A new Mirai-based botnet malware variant, Aquabotv3, has been observed actively exploiting CVE-2024-41710, a command injection vulnerability in Mitel SIP phones. This latest attack campaign was discovered by Akamai’s Security Intelligence and Response Team (SIRT), which reports that Aquabotv3 is the third known iteration of the Aquabot malware family.
Evolution of Aquabot
Aquabot first emerged in 2023, with a second variant introducing persistence mechanisms shortly afterward. The latest version, Aquabotv3, brings a new feature that detects process termination attempts and reports them to the command-and-control (C2) server.
Akamai notes that this capability is unusual for botnets, suggesting that Aquabotv3’s operators may be using it to monitor and counteract interference from security tools.
Reporting process kill attempts to the C2
Source: Akamai
Targeting Mitel SIP Phones
Aquabotv3 is exploiting CVE-2024-41710, a command injection vulnerability affecting:
- Mitel 6800 Series SIP Phones
- Mitel 6900 Series SIP Phones
- Mitel 6900w Series SIP Phones
These devices are widely used in corporate offices, enterprises, government agencies, hospitals, educational institutions, hotels, and financial institutions.

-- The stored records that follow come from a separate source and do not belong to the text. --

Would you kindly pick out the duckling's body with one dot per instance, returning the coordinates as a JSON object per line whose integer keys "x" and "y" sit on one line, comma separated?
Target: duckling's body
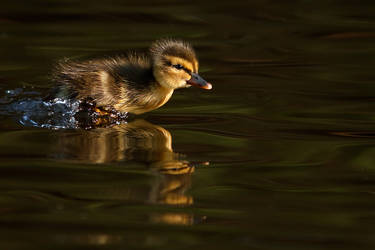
{"x": 132, "y": 83}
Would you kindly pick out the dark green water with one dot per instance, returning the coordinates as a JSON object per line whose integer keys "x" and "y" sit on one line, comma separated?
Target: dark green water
{"x": 279, "y": 155}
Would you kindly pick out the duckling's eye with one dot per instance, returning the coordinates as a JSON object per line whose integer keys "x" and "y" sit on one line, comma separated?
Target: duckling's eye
{"x": 178, "y": 66}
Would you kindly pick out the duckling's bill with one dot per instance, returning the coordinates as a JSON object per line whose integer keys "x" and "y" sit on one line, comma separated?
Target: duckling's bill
{"x": 197, "y": 81}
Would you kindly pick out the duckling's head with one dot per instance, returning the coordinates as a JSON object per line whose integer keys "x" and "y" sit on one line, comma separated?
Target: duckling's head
{"x": 175, "y": 65}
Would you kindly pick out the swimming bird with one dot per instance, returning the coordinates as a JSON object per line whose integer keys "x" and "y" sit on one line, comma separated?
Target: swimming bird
{"x": 134, "y": 83}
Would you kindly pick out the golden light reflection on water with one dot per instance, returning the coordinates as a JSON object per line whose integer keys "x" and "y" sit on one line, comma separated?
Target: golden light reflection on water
{"x": 143, "y": 142}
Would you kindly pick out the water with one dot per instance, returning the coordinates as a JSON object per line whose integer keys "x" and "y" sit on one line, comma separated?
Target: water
{"x": 279, "y": 155}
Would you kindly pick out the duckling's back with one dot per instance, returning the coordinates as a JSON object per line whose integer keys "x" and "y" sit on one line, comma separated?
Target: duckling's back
{"x": 107, "y": 81}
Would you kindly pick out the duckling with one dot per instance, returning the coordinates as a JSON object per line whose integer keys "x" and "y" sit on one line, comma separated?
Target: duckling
{"x": 135, "y": 83}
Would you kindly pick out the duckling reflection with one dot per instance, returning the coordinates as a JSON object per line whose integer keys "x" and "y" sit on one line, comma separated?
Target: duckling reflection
{"x": 143, "y": 142}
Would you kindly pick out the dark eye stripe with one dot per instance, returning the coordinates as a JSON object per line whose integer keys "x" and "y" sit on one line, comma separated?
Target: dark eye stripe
{"x": 179, "y": 67}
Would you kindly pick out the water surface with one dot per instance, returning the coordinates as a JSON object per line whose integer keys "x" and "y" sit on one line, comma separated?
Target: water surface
{"x": 279, "y": 155}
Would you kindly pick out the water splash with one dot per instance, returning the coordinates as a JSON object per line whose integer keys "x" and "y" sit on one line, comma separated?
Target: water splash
{"x": 54, "y": 114}
{"x": 30, "y": 109}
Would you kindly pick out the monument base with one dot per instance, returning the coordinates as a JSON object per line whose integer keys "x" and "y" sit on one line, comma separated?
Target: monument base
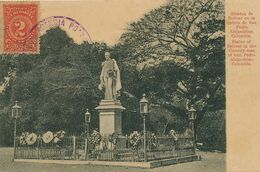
{"x": 110, "y": 119}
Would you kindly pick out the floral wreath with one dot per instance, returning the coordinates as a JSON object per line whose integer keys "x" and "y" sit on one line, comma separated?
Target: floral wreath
{"x": 135, "y": 139}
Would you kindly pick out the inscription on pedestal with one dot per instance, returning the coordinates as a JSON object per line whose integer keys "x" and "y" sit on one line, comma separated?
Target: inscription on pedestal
{"x": 110, "y": 120}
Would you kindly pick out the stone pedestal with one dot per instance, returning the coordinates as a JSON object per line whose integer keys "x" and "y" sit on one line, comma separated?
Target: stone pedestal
{"x": 110, "y": 119}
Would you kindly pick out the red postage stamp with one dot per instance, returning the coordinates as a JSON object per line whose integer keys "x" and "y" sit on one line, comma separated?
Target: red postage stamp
{"x": 19, "y": 21}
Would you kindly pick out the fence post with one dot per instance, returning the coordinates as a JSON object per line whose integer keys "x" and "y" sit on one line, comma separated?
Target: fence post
{"x": 74, "y": 147}
{"x": 86, "y": 149}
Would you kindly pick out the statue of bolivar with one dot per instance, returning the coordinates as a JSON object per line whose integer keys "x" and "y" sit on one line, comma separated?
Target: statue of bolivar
{"x": 110, "y": 78}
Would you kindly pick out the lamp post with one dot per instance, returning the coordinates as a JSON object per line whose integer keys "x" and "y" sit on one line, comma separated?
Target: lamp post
{"x": 144, "y": 112}
{"x": 16, "y": 110}
{"x": 87, "y": 122}
{"x": 192, "y": 117}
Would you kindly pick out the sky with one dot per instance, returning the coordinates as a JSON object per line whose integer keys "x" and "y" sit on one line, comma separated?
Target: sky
{"x": 104, "y": 20}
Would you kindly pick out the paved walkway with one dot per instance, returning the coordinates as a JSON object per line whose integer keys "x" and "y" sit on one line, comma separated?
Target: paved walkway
{"x": 211, "y": 162}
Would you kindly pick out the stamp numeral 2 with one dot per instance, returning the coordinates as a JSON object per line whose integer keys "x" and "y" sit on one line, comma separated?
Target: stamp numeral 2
{"x": 19, "y": 21}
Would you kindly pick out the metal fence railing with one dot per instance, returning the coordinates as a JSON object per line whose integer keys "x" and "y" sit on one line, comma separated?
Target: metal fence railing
{"x": 78, "y": 148}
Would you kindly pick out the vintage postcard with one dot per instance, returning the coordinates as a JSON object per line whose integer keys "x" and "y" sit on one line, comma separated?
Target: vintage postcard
{"x": 129, "y": 85}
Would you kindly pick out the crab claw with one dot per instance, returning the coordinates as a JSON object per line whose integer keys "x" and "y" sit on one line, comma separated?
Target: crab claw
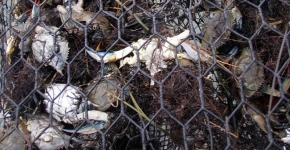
{"x": 237, "y": 17}
{"x": 89, "y": 129}
{"x": 110, "y": 56}
{"x": 107, "y": 57}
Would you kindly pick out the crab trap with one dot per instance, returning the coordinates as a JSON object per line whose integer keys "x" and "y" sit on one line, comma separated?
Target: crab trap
{"x": 148, "y": 74}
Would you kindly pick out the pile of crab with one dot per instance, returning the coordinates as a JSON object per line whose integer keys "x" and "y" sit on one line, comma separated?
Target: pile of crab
{"x": 85, "y": 108}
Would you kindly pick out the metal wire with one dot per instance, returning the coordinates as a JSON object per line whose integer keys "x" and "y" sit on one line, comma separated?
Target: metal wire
{"x": 203, "y": 105}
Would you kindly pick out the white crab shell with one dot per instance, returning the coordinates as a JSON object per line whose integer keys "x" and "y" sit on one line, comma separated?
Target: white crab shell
{"x": 43, "y": 47}
{"x": 68, "y": 105}
{"x": 65, "y": 101}
{"x": 50, "y": 138}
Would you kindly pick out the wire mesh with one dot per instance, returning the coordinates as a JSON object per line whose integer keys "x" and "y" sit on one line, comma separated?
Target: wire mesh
{"x": 199, "y": 74}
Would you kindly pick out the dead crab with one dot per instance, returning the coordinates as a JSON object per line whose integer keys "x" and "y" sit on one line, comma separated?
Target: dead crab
{"x": 151, "y": 52}
{"x": 215, "y": 31}
{"x": 252, "y": 73}
{"x": 44, "y": 47}
{"x": 80, "y": 15}
{"x": 49, "y": 138}
{"x": 102, "y": 92}
{"x": 66, "y": 104}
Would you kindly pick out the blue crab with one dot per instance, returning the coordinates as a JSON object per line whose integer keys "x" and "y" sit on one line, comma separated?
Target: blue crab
{"x": 43, "y": 47}
{"x": 149, "y": 52}
{"x": 50, "y": 136}
{"x": 253, "y": 74}
{"x": 66, "y": 104}
{"x": 215, "y": 32}
{"x": 80, "y": 15}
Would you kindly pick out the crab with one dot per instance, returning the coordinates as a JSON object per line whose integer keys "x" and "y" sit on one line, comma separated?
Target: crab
{"x": 66, "y": 104}
{"x": 103, "y": 93}
{"x": 253, "y": 74}
{"x": 80, "y": 15}
{"x": 43, "y": 47}
{"x": 151, "y": 53}
{"x": 215, "y": 31}
{"x": 49, "y": 137}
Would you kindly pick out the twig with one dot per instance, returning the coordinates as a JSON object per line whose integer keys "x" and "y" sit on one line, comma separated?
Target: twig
{"x": 215, "y": 125}
{"x": 136, "y": 17}
{"x": 276, "y": 70}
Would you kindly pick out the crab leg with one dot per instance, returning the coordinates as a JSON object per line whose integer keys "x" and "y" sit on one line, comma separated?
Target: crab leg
{"x": 89, "y": 129}
{"x": 110, "y": 56}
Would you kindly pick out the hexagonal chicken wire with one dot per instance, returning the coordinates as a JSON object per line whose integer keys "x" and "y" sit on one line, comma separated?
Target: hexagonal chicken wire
{"x": 150, "y": 74}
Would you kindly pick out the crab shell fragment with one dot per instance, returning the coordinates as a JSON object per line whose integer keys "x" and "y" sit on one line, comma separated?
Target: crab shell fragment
{"x": 66, "y": 104}
{"x": 215, "y": 32}
{"x": 44, "y": 49}
{"x": 253, "y": 74}
{"x": 105, "y": 93}
{"x": 50, "y": 138}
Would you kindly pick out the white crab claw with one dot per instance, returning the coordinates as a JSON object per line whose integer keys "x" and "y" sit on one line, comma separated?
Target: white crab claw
{"x": 110, "y": 56}
{"x": 89, "y": 129}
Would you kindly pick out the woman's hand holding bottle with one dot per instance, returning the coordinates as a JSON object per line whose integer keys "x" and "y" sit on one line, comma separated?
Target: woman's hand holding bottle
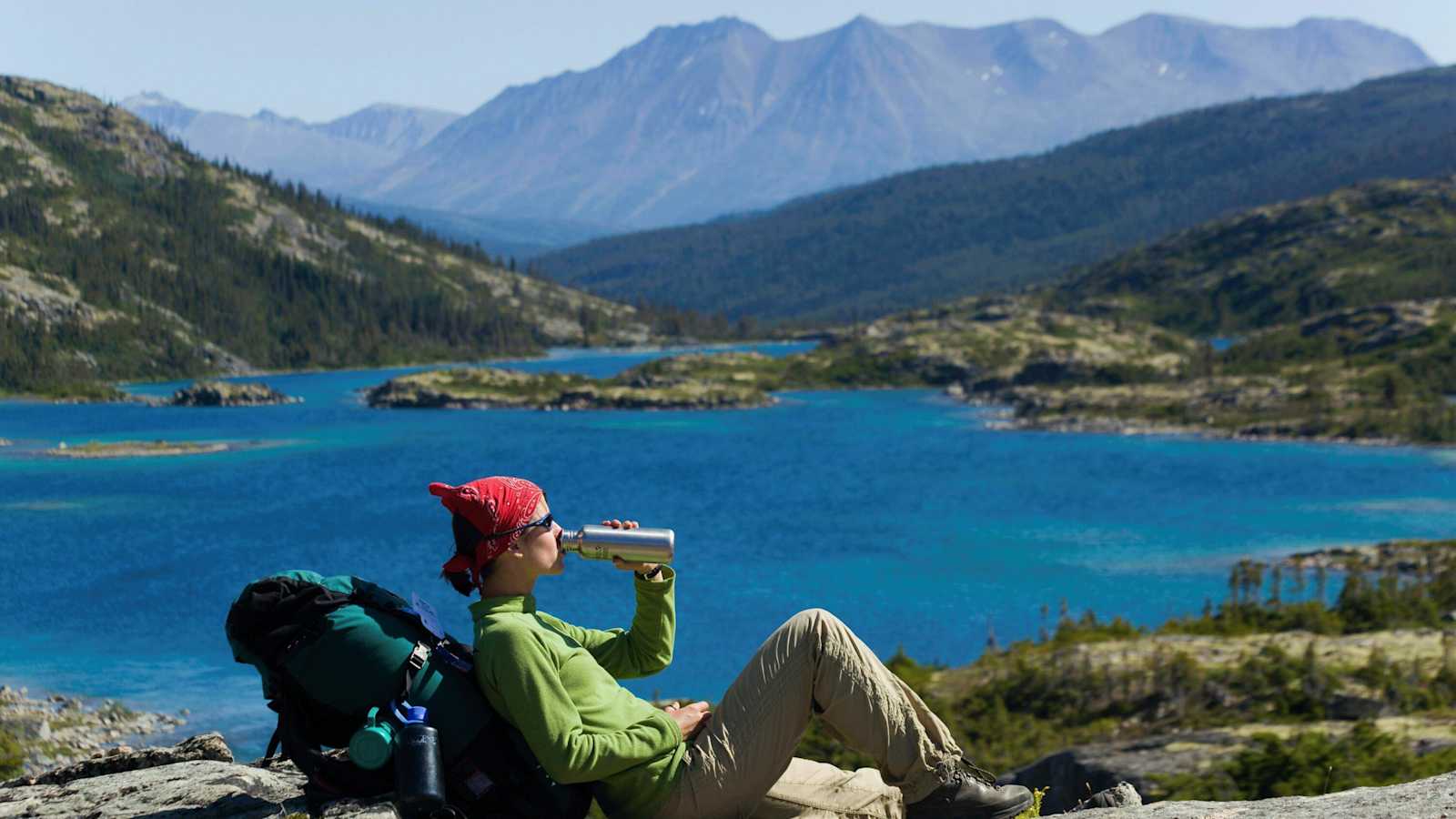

The vulnerability is rated medium severity and allows an authenticated attacker with admin privileges to execute arbitrary commands via argument injection during the boot process.
Exploitation of CVE-2024-41710
- Mitel released patches and a security advisory on July 17, 2024, urging users to update.
- Two weeks later, security researcher Kyle Burns published a proof-of-concept (PoC) exploit on GitHub.
- Aquabotv3 is the first documented malware leveraging this PoC exploit in active attacks.
“Akamai SIRT detected exploit attempts targeting this vulnerability through our global network of honeypots in early January 2025 using a payload almost identical to the PoC,” Akamai researchers stated.